Les professeur.e.s n’ont pas seulement décrit les répercussions de la pandémie. Des souhaits, de même que des pistes de solutions pour faire face aux difficultés rencontrées ont également été évoqués.

Espoir d’être mieux soutenu

Le virage vers l’enseignement numérique a engendré de grandes modifications dans les habitudes et les méthodes d’enseignement. Afin de faciliter ce virage, les professeur.e.s souhaitent être davantage soutenus aux plans pédagogiques et technologiques. Des investissements en termes de ressources humaines et matérielles paraissent ici requis. Du point de vue pédagogique, il est espéré de pouvoir obtenir davantage de soutien en vue de l’adaptation des cours en ligne, de même que des conditions de travail facilitant les apprentissages (notamment des groupes de petite taille). Du point de vue technologique, divers souhaits sont exprimés, notamment l’accès à du soutien de soir et de fin de semaine, des formations pour utiliser les nouvelles infrastructures, de même que l’utilisation d’une seule plateforme regroupant tous les services informatiques.

Espoir d’être reconnu

Plusieurs professeur.e.s souhaiteraient recevoir une plus grande reconnaissance du travail effectué. En ce sens, le développement et la production de cours en ligne est très demandant en termes de charge de travail, ce qui n’est pris en compte. De plus, certain·e·s mentionnent que l’obtention d’un appui financier afin d’accommoder le travail à distance serait bénéfique. D’autres évoquent que d’assouplir les attentes face aux trois sphères de la tâche professorale et que la diminution des tâches administratives dites « non essentielles » seraient souhaitable afin d’alléger la charge de travail croissante depuis le début de la pandémie. Enfin, des incitatifs à un mode de vie sain pourraient également être envisagés afin d’améliorer la qualité de vie.

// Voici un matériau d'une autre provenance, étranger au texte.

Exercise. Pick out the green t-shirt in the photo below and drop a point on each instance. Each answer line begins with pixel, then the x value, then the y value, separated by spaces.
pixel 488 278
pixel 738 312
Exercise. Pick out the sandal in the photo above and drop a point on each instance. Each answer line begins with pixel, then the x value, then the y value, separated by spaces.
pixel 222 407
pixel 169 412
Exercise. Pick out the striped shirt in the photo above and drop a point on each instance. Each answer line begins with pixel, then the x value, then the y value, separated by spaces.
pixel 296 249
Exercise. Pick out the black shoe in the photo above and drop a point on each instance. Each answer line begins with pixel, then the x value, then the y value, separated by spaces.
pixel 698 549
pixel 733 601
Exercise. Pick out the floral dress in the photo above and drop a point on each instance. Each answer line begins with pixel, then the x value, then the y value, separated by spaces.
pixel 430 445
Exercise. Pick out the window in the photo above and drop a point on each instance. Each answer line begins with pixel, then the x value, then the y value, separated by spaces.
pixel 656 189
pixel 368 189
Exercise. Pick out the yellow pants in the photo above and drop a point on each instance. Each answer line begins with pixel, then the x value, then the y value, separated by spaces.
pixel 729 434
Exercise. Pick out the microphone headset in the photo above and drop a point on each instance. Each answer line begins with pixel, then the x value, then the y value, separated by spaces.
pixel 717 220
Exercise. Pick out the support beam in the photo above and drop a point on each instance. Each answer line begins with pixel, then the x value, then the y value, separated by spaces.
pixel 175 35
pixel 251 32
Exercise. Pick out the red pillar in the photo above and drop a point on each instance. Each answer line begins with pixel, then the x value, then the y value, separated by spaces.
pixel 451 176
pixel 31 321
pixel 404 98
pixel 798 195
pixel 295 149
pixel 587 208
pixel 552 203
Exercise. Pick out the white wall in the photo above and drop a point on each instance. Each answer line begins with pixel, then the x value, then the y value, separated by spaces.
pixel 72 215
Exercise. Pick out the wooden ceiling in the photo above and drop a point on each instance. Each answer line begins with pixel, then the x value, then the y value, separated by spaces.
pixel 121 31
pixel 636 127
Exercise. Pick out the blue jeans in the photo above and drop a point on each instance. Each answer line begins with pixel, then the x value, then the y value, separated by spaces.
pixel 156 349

Espoir d’être entendu et respecté

Parmi la communauté professorale, plusieurs souhaitent une révision de la méthode de gestion actuelle de l’UQAC. Les propositions amenées sont de développer une gestion davantage collégiale, de mieux respecter les décisions prises dans les assemblées départementales ainsi que de mieux comprendre et reconnaitre les besoins de l’ensemble des professeur.e.s. Par ailleurs, il est soulevé que les stratégies de communication de l’UQAC seraient à améliorer.

En conclusion

Si pour certains la pandémie a été source de stress et d’adaptation, voire de surcharge et d’épuisement, il importe de souligner que la réalité de certains professeur.e.s est demeurée inchangée ou encore a été affectée positivement. Il serait intéressant de s’intéresser aux facteurs qui font fluctuer le degré de bien-être des professeur.e.s et à ceux qui permettent une meilleure adaptation à la situation due à la pandémie.